Hoy Mary llegó a Berlín. Y sí, volvió a llorar en el despegue.
Tengo varias sensaciones respecto de volar. Y varias teorías de por qué me moviliza tanto subirme al avión.
La primera es el puro miedo de volar; el miedo a las alturas, a estar tan lejos de la tierra. Y he aquí un poquito de verdad. No me gusta nada estar en el aire. Debe ser porque ya tengo mucho en la cabeza y “lo semejante incrementa lo semejante” creando desequilibrio en el organismo y en los distintos cuerpos. El poder de la palabra hace que las pavadas más increíbles suenen lindo, no?
La segunda teoría es que me da miedo o me incomoda la falta de control. No soy piloto (por ahora), con lo cual no puedo tener control sobre el despegue, el viaje, el aterrizaje y la llegads sana y salva a la tierra. Todo eso, además de mi propio bienestar, queda delegado, en manos de otra persona. Y esta falta o despojo de control molesta a tal punto que genera impotencia y frustración. He aquí la mitad de la verdad.

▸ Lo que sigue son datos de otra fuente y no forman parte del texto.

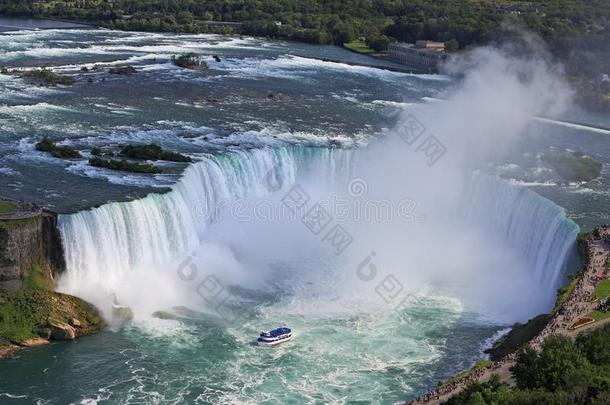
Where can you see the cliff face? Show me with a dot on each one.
(25, 242)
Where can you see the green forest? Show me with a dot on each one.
(563, 373)
(561, 22)
(576, 31)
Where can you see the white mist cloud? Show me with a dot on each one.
(431, 248)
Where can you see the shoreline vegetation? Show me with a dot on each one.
(548, 359)
(576, 31)
(32, 313)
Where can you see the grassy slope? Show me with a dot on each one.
(602, 290)
(358, 46)
(25, 313)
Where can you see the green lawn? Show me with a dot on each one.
(358, 46)
(599, 316)
(7, 207)
(602, 289)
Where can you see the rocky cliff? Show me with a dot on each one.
(27, 241)
(31, 259)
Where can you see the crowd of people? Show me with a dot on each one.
(579, 303)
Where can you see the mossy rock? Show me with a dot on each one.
(30, 312)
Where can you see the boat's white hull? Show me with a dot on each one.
(274, 342)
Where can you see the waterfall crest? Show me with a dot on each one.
(103, 245)
(525, 222)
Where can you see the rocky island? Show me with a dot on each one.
(31, 260)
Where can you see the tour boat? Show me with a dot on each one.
(274, 337)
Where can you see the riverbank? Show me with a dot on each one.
(579, 303)
(17, 24)
(31, 259)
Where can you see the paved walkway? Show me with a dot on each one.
(578, 304)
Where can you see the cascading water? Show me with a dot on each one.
(105, 245)
(525, 222)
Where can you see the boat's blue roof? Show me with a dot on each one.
(277, 332)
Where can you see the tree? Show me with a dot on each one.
(378, 43)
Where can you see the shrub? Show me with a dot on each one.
(124, 165)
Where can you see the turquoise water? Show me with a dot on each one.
(349, 345)
(334, 357)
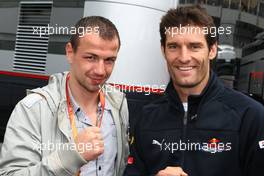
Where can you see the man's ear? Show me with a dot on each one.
(213, 51)
(69, 52)
(162, 50)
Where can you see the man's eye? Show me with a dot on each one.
(89, 57)
(110, 61)
(195, 47)
(172, 46)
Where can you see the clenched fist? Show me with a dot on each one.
(90, 143)
(172, 171)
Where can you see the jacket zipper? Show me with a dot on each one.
(185, 121)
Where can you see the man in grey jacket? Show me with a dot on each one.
(76, 124)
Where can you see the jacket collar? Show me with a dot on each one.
(213, 87)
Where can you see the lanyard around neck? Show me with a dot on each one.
(71, 114)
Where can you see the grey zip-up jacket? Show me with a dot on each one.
(41, 118)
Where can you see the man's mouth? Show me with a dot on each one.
(185, 68)
(97, 81)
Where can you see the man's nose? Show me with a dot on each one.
(100, 68)
(184, 55)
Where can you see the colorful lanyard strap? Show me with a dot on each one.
(71, 114)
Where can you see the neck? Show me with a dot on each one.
(87, 100)
(184, 92)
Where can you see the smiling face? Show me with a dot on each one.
(188, 56)
(93, 61)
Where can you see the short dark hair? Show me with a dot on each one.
(187, 15)
(106, 29)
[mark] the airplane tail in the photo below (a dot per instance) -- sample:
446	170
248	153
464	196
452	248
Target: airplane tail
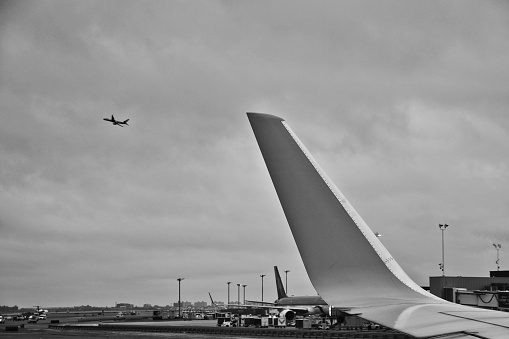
345	261
281	293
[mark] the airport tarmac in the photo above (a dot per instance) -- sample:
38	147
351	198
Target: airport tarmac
41	330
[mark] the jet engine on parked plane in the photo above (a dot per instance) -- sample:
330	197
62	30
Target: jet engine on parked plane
288	314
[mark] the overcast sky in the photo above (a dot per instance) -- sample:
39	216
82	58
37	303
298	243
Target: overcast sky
403	104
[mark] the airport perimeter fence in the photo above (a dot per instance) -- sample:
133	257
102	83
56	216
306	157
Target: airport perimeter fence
240	331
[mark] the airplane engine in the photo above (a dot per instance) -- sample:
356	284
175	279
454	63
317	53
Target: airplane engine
288	314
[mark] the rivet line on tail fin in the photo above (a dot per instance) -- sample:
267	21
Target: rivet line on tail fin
352	213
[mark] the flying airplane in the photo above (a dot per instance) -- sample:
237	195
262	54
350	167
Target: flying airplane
117	122
345	261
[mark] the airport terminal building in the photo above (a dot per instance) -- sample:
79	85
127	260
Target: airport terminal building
487	292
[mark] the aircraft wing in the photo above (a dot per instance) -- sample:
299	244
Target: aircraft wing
346	263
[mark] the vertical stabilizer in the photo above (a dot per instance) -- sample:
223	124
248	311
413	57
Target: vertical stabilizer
281	293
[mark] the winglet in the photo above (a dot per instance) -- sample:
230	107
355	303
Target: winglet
345	261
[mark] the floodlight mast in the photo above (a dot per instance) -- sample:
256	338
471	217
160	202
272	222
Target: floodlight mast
442	265
261	276
497	247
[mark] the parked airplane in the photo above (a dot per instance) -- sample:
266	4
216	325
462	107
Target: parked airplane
117	122
289	307
345	261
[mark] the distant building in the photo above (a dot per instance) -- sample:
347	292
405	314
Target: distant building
200	304
183	304
488	292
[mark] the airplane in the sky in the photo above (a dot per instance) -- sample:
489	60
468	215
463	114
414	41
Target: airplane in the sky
289	307
117	122
345	261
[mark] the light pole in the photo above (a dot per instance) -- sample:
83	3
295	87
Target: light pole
497	247
286	281
179	280
442	265
229	282
261	276
244	293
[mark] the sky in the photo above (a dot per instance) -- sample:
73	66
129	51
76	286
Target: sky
403	104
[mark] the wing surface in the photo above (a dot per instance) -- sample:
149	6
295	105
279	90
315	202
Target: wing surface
346	263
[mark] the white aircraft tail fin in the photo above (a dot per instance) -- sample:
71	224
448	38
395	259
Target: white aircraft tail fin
345	261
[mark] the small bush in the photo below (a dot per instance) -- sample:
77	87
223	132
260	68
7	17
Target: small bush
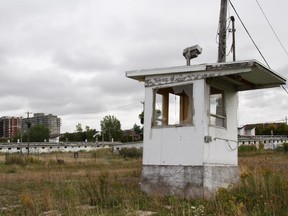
247	148
131	152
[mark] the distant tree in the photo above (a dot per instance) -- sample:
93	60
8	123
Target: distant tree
79	135
111	128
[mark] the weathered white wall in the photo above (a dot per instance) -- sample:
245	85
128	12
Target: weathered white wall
185	145
223	148
174	145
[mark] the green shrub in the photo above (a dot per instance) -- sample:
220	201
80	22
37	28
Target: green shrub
131	152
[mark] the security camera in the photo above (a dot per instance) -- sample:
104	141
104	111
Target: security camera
191	52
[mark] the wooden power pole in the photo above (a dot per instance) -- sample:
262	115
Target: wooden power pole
222	32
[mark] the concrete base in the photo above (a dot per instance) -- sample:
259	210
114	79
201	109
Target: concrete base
187	181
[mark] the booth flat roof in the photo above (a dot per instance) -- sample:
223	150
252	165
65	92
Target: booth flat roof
246	75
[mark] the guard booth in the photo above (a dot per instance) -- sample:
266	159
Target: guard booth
190	125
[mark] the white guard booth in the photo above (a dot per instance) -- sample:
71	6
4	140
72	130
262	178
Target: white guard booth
190	125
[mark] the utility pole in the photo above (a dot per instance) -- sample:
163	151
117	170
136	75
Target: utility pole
28	126
222	32
233	37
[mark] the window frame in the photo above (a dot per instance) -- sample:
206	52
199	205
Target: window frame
222	117
186	105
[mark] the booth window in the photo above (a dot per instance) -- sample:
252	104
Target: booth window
217	107
173	105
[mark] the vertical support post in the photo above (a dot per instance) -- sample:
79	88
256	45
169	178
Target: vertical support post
222	32
233	37
28	131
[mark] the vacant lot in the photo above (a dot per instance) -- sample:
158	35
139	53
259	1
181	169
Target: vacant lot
105	184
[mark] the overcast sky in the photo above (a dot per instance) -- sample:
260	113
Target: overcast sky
69	57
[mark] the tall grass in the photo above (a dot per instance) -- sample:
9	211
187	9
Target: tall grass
109	185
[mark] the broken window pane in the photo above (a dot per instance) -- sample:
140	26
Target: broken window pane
173	105
217	107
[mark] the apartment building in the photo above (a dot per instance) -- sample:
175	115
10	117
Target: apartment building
50	121
10	126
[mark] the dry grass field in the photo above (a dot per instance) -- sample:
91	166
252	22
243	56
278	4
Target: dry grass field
109	185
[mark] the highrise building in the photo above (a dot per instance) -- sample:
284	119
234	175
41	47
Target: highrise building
10	126
50	121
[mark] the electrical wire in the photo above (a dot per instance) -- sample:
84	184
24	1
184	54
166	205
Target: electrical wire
280	42
249	34
254	41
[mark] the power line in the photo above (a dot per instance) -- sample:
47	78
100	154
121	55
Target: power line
272	28
254	41
249	34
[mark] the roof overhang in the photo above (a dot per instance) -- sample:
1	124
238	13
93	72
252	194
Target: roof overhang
244	75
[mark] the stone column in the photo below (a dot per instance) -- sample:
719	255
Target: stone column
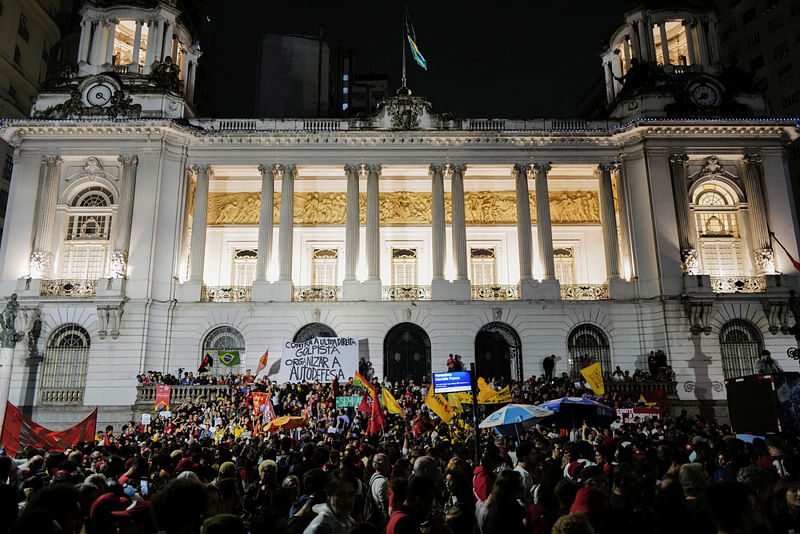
265	221
137	43
524	238
83	45
459	221
543	223
437	221
127	186
352	223
41	260
664	44
197	251
687	232
286	232
608	220
373	225
112	28
687	27
752	177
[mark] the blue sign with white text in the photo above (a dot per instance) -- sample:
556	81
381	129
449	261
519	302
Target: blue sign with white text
451	382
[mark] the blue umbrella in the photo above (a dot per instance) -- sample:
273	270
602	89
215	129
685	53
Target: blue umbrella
574	411
515	413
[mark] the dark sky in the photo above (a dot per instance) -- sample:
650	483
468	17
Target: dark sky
517	58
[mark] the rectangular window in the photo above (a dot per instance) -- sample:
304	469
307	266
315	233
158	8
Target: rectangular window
483	264
8	166
324	266
22	29
404	267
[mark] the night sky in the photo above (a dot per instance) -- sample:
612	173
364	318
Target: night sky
522	59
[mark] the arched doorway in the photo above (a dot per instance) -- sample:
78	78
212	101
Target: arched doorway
740	343
498	352
406	353
312	330
587	345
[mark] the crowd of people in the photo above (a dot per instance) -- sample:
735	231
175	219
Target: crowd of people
211	467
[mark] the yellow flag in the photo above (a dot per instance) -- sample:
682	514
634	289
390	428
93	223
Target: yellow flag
594	377
504	395
438	404
390	403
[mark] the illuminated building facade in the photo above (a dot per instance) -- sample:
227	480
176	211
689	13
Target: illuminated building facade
154	241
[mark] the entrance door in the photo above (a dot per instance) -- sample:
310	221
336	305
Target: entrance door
498	352
407	353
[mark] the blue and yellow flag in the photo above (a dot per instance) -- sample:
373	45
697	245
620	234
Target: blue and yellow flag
412	42
229	357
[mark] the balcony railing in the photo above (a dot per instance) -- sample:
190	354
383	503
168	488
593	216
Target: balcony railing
178	394
406	293
495	292
227	294
316	293
69	288
738	284
60	397
584	292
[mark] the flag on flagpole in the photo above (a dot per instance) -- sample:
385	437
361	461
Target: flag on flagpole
412	43
262	362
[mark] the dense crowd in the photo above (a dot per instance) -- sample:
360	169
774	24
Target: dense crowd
211	467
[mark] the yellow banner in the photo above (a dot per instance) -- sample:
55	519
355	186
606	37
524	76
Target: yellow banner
438	404
390	403
594	377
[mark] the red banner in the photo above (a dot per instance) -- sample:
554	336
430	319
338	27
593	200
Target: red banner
259	402
19	432
162	398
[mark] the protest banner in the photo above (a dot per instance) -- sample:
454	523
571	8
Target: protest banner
322	358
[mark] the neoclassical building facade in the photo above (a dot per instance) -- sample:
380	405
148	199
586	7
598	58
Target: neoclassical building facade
135	243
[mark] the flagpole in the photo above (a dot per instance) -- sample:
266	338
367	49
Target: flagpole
403	82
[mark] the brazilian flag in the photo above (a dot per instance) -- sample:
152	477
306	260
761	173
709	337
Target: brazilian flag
229	357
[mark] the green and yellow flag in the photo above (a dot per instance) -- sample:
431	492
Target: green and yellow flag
228	357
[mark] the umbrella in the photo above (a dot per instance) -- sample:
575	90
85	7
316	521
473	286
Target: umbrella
515	413
286	422
573	411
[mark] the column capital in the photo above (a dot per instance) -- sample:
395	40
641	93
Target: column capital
201	167
542	167
681	158
435	169
752	159
128	159
457	167
51	160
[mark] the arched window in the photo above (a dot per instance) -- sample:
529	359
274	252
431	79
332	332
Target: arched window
722	252
740	343
86	245
587	345
64	369
225	346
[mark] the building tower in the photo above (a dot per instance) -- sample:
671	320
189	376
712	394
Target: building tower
134	59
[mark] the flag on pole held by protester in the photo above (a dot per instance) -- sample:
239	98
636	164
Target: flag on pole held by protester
411	35
162	398
594	377
262	362
228	357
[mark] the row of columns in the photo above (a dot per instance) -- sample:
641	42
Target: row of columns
454	172
752	178
44	238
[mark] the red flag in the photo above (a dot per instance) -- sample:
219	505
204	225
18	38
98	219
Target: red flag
376	421
791	259
262	362
162	398
19	431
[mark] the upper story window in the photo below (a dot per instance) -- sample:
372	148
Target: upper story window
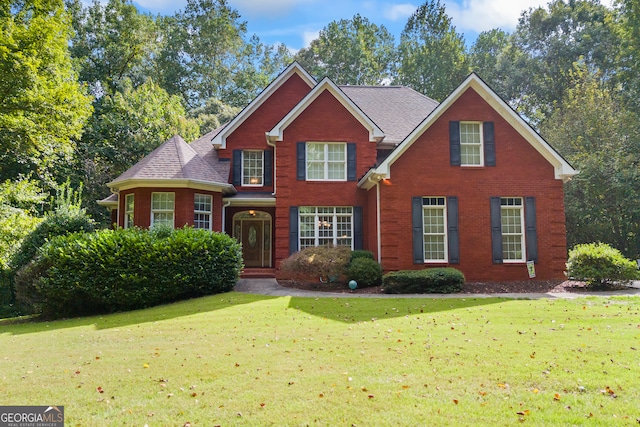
326	161
471	144
434	229
252	168
128	210
512	226
202	204
162	209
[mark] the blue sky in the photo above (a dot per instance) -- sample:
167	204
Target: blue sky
296	22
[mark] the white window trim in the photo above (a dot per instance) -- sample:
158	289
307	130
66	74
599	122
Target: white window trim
316	221
173	213
481	144
127	212
209	212
522	233
446	237
261	177
326	161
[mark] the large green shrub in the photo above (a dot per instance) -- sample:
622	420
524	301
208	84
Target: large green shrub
318	263
431	280
116	270
600	266
365	271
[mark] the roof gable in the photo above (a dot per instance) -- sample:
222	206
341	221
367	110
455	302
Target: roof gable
173	161
562	169
220	139
375	133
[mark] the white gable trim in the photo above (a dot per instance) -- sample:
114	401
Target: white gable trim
220	140
277	133
562	168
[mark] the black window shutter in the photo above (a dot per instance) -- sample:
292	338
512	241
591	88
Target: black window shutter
301	161
530	226
268	168
293	229
237	167
489	144
454	143
453	238
416	222
496	231
351	162
357	228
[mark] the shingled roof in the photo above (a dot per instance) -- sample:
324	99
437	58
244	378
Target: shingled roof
397	110
173	160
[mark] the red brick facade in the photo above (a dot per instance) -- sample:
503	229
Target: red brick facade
420	166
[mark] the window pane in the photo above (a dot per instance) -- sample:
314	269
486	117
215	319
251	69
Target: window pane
252	167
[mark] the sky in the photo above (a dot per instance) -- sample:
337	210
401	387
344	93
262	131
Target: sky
296	22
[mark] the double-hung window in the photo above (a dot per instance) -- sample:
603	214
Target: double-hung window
434	229
321	226
252	168
162	209
326	161
202	211
128	210
512	224
471	150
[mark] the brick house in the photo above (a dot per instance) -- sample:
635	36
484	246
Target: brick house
465	183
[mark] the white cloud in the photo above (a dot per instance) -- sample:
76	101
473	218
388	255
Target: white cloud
308	37
399	11
482	15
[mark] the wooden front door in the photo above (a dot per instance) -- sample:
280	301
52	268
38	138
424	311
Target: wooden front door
252	243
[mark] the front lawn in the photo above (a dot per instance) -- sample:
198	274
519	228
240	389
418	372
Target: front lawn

Pero la porción más grande de la verdad (la que tiene más dulce de leche y más crema y que suelo dejar para el final) reside en darme cuenta que NUNCA tenemos el control. Que “control” no es más que un concepto abstracto e irreal para que el ego se quede tranquilo (mirando la tele en pantuflas). Las cosas se suceden. Y nosotros le sucedemos a las cosas. Pero todo sucede por un bien mayor, una razón y un plan o una idea de evolución y de crecimiento. Un crecimiento que nos involucra a todos, desde los pasajeros del avión hasta los que pasean por la vereda o van a trabajar y miran hacia arriba, observando el dibujo que dejan las turbinas en el cielo.
Gracias por ser parte de mi crecimiento.